Passing the Halfway PointBlog in a Teacup by Dr Helen Czerski
89°33.70 N, 57°19.21 E
We have just passed the halfway point of the expedition (day 28 of 56) and we’ve also now had two full weeks of drifting with this ice floe. The tapestry of life on Oden has developed a stable shape, and our floating steel village has become home. Shifting from task to task across the seven decks, we weave under and over each other in our physical space, sometimes pausing when we overlap, forming a new link in the fabric each time we share a part of our lives. There is a type of contentment that hits me sometimes on this ship, something which I rarely experience at home. It’s a feeling that everything is in the right place, that I’m comfortable with where it is, a feeling that I can almost wallow in the trust I have for the people around me here. Perhaps it’s because the daily tasks are well-defined and I can finish them, even if it’s physically challenging, in stark contrast to my London life where there are loose ends and complications everywhere.
There’s still texture to life, though. On Saturday we marked halfway with the Swedish celebration of kräftskiva, an extremely enthusiastic fanfare for the crayfish. The dedication of all the Swedish scientists and crew to both schnapps and singing throughout the whole meal was impressive, particularly the song sheet so that we could all join in. There was a minor panic among the British contingent as it became clear that every country present was supposed to contribute a drinking song, because none of us could think of one. To our relief, one of the Germans suggested “What shall we do with the drunken sailor?”, although I can’t honestly remember ever hearing that sung in a pub. But it did the job.
The following day was warm and calm out at the open lead, and we had an extremely happy day, giggling our way through the various jobs to be done. The in-jokes are multiplying very quickly, gluing the team together as we manoeuvre large floating experiments, hoick instruments in and out of the water, set out mooring lines, deal with snow and ice and cold, and manhandle batteries that seem to get heavier every day (mostly a huge collection of 20 kg and 50 kg lead-acid batteries that are superstars in the cold, but horrid to move).
We don’t often stop for breaks, but our little hut (which never gets above 2°C but still seems cosy) is a happy place, and a good incubator for laughter.
The day after that, the pendulum swung back the other way. I discovered when we arrived at the lead that my bubble camera wasn’t working properly, John’s kit had blown a load of fuses, it was warm (just above 0°C) so everything was slushy and wet, and it was generally a frustrating and subdued seven hours. It was our 13th consecutive day out on the ice, and suddenly we noticed how tired we were. Even Matt, the cheeriest and most optimistic of all of us, had to admit in the evening meeting that it had been a “mixed” day.
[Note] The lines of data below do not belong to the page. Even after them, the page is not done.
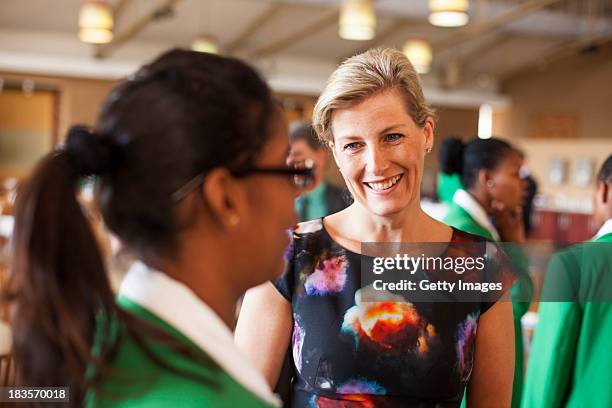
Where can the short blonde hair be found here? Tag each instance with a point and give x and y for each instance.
(363, 75)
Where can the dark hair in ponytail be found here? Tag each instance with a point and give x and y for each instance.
(57, 269)
(184, 114)
(469, 158)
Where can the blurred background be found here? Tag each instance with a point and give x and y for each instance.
(535, 72)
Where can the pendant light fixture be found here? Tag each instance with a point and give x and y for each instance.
(448, 13)
(357, 20)
(96, 22)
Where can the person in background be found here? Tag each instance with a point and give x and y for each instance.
(531, 189)
(489, 205)
(321, 198)
(348, 351)
(189, 156)
(449, 180)
(570, 363)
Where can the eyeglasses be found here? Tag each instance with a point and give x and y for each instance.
(301, 177)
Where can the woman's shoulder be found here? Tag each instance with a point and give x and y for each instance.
(309, 227)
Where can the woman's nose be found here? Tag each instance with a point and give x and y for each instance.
(377, 161)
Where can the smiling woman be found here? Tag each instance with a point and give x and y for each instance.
(390, 353)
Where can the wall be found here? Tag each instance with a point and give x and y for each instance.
(574, 97)
(75, 101)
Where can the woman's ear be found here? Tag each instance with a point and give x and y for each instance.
(225, 197)
(332, 147)
(428, 133)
It’s all held together by teamwork and trust, and this is the point in the expedition where that really starts to matter. There is no escape and we are very limited in what we have here, but human nature seems to rise above that, finding and creating variety and laughter out of what seems like very little. But it’s so much more human than city life often is – we have to make this work, so we do. In a city, it feels as though you can make things better by going somewhere else, by choosing something else, by looking outward for solutions. Here, we have to take responsibility ourselves and everyone automatically works harder at supporting the community, so we do better.
And yet. I’ve started to notice in the past couple of days that the tiny acts of rebellion are creeping in, at least for me. I’m missing the odd meal (and making up for it with snacks later), sometimes deliberately isolating myself from everyone else once in a while, changing my work patterns to something counter-intuitive just because I can. In the past, the longest I’ve been at sea for has been six weeks. The trick to this game is to turn up ready to live on the ship, not just to work on it, and I haven’t really done that. The past two weeks have been hard continuous work, and that’s only just starting to ease off.
So now the question comes: how do I want to live on Oden for the next four weeks? I’m not short of work to do, but from now on I’ll have more control over my time, and I should make sure that I don’t just work. From the outside, I think that the interesting period starts now. What is this petri dish of humanity going to do with itself as the sun starts to set and the cold arrives in earnest? We shall see.
All photos taken by Mario Hoppmann.
Dr Helen Czerski is a physicist, first and foremost, but she’s acquired a few other labels along the way: oceanographer, presenter, author and bubble enthusiast. A regular on The Cosmic Shambles Network, she has also presented a number of acclaimed documentaries for the BBC and her first book, Storm in a Teacup, which looked at the physics of every day things, was a bestseller. Recently she was awarded the prestigious William Thomson, Lord Kelvin Medal and Prize from the Institute of Physics.